METHODS: We conducted a retrospective, observational cohort study from 2008 to 2010 of patients with neurologic impairment who required mechanical ventilation and subsequently received a bedside swallow evaluation (BSE) by a speech-language pathologist.
RESULTS: A BSE was performed after mechanical ventilation in 25% (630/2484) of all patients. In the 184 patients with neurologic impairment, post-extubation dysphagia was present in 93% (171/184), and was classified as mild, moderate, or severe in 34% (62/184), 26% (48/184), and 33% (61/184) respectively.
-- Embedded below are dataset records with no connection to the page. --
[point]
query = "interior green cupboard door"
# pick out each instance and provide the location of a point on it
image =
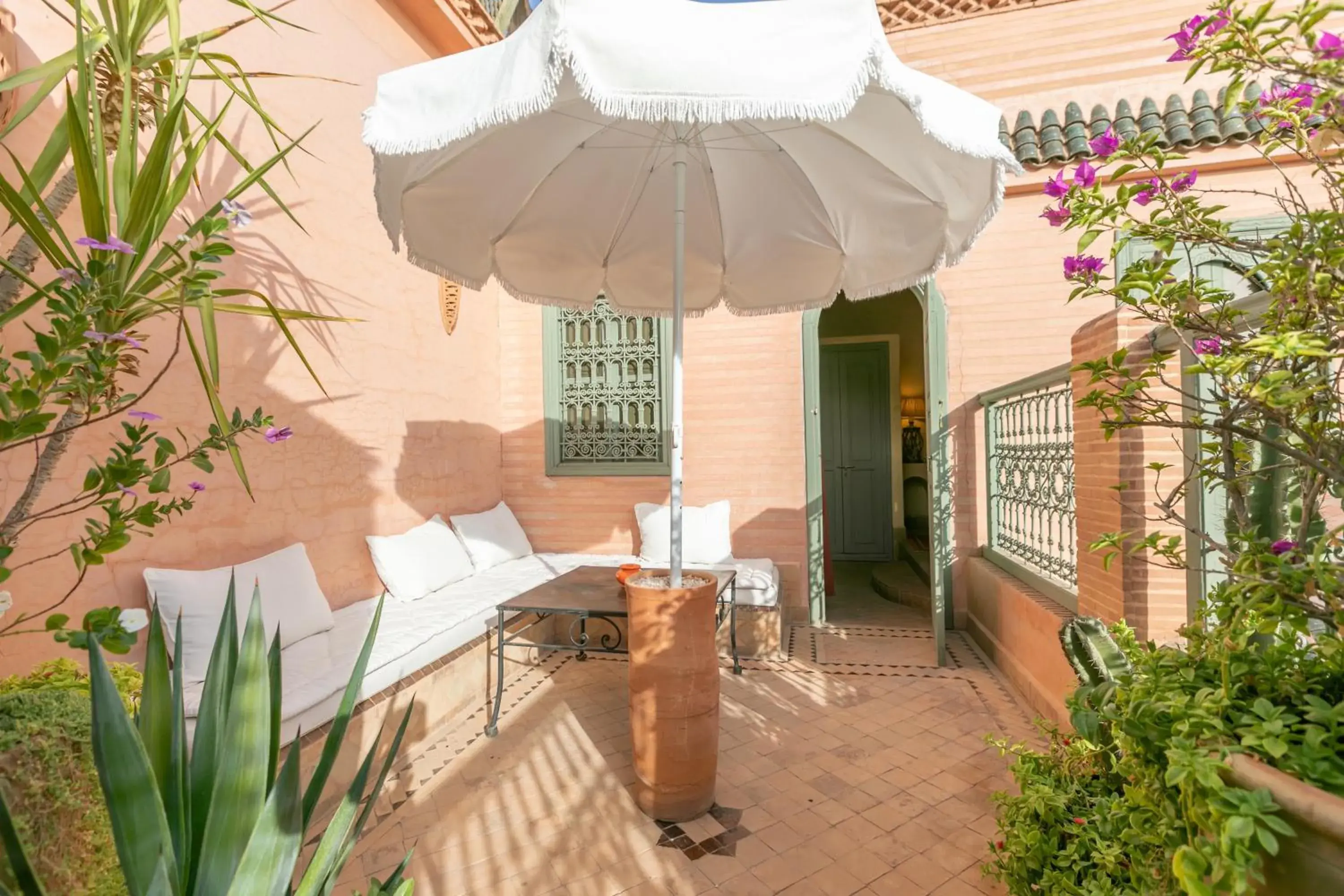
(857, 449)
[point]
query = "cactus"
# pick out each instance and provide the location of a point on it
(1092, 652)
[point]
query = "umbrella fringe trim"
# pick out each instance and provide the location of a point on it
(654, 109)
(945, 260)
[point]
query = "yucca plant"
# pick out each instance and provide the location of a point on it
(132, 64)
(221, 813)
(85, 330)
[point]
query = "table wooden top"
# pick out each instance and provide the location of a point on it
(586, 590)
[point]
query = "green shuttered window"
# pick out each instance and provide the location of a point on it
(607, 375)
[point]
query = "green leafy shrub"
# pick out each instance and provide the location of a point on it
(1139, 800)
(66, 675)
(47, 777)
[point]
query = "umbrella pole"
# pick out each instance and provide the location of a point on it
(678, 316)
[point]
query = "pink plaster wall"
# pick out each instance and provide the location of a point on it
(412, 426)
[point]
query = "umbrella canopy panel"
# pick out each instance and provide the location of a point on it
(816, 162)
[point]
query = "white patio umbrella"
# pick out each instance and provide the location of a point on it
(675, 155)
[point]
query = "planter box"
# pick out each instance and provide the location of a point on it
(1311, 864)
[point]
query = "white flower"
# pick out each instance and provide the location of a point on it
(134, 620)
(236, 213)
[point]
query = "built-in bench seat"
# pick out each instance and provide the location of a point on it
(414, 634)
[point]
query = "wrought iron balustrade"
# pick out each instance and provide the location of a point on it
(1030, 481)
(507, 14)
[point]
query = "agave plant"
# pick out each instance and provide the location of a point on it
(1100, 665)
(214, 814)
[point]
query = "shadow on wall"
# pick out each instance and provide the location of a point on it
(960, 472)
(443, 464)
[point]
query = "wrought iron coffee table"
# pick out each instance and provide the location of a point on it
(590, 594)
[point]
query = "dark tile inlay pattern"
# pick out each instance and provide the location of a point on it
(721, 844)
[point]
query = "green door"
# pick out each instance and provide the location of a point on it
(857, 449)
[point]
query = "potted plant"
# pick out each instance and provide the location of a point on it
(1214, 765)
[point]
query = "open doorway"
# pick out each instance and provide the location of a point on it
(874, 462)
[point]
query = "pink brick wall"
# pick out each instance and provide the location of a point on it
(412, 425)
(744, 443)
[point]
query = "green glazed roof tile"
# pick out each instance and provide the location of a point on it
(1176, 124)
(1203, 125)
(1203, 120)
(1051, 138)
(1076, 132)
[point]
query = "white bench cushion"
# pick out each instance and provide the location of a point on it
(421, 560)
(291, 601)
(414, 634)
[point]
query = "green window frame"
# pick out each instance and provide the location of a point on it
(605, 378)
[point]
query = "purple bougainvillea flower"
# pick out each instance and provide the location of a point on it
(1086, 174)
(1085, 269)
(1057, 217)
(1300, 96)
(1186, 182)
(1185, 43)
(237, 214)
(113, 245)
(1105, 146)
(1055, 187)
(1330, 46)
(1191, 33)
(1210, 346)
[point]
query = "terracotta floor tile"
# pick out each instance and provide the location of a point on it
(952, 859)
(836, 880)
(745, 886)
(859, 829)
(808, 824)
(835, 843)
(752, 852)
(957, 887)
(866, 864)
(832, 810)
(780, 837)
(897, 884)
(871, 785)
(925, 872)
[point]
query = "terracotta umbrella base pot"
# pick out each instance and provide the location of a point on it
(674, 695)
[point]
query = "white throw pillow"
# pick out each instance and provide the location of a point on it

In univariate analyses, statistically significant risk factors for moderate/severe dysphagia included longer durations of mechanical ventilation and the presence of a tracheostomy. In multivariate analysis, adjusting for age, tracheostomy, cerebrovascular disease, and severity of illness, mechanical ventilation for greater than 7 days remained independently associated with moderate/severe dysphagia (adjusted odds ratio 4.48 [2.14-9.81], p <0.01). The presence of moderate/severe dysphagia was also significantly associated with prolonged hospital length-of-stay, discharge status, and surgical placement of feeding tubes. When adjusting for age, severity of illness, and tracheostomy, patients with moderate/severe dysphagia stayed in the hospital 4.32 days longer after their initial BSE than patients with none/mild dysphagia (95% confidence interval 3.04 to 5.60 days, p<0.01).
CONCLUSIONS: In a cohort of critically ill patients with neurologic impairment, longer duration of mechanical ventilation is independently associated with post-extubation dysphagia, and the development of post-extubation dysphagia is independently associated with a longer hospital length of stay after the initial BSE.